Le FIVA indemnise les malades soit sous forme d'une rente mensuelle, soit sous forme d'un capital versé en une seule fois. Les victimes touchent une rente mensuelle de 1 689 euros pour un mésothéliome et de 16,89 euros par pour cent d'incapacité physique pour l'asbestose. En cas de décès, les ayants droit touchent un montant unique fixé en fonction du degré de parenté avec la victime, allant de 16 893 euros à 33 786 euros pour un mésothéliome et de 8 446 euros à 16 893 euros dans le cas de l'asbestose (indemnisations indexées en vigueur au 29 février 2012).

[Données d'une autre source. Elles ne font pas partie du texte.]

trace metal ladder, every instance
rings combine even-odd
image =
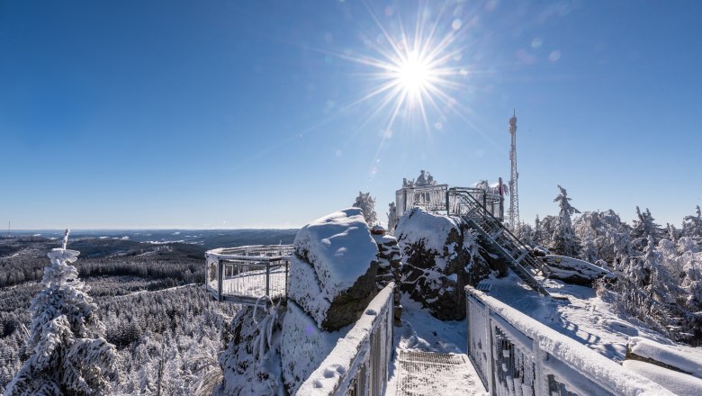
[[[544,296],[550,295],[535,275],[542,271],[543,264],[533,256],[531,249],[512,234],[499,219],[488,212],[482,203],[467,192],[454,190],[455,196],[470,207],[461,216],[478,231],[488,247],[507,263],[507,266],[529,285]]]

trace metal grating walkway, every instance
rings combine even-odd
[[[399,352],[397,396],[487,394],[465,355]]]

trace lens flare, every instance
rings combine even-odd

Victime Partenaire Ex-partenaire Enfants
Mésothéliome 1 689,30 € (par mois) 33 786 € (unique) 16 893,00 € (unique) 28 155,00 € (unique)
Asbestose 16,89 euros par % incapacité physique (par mois) * 16 893,00 € (unique) 8 446,50 € (unique) 14 077,50 € (unique)

* si la personne touche une indemnisation du FMP pour la même affection: 7,5 euros par % d'incapacité physique (par mois).

Le fait est que la loi permet d'ajouter, par arrêté royal, des nouvelles maladies à la liste des maladies liées à l'amiante reconnues par le FIVA. Jusqu'à présent, aucune nouvelle maladie n'a été ajoutée. Le secrétaire d'État aux Affaires sociales a récemment pris l'engagement de mener une étude visant à établir si d'autres maladies sont imputables à l'amiante.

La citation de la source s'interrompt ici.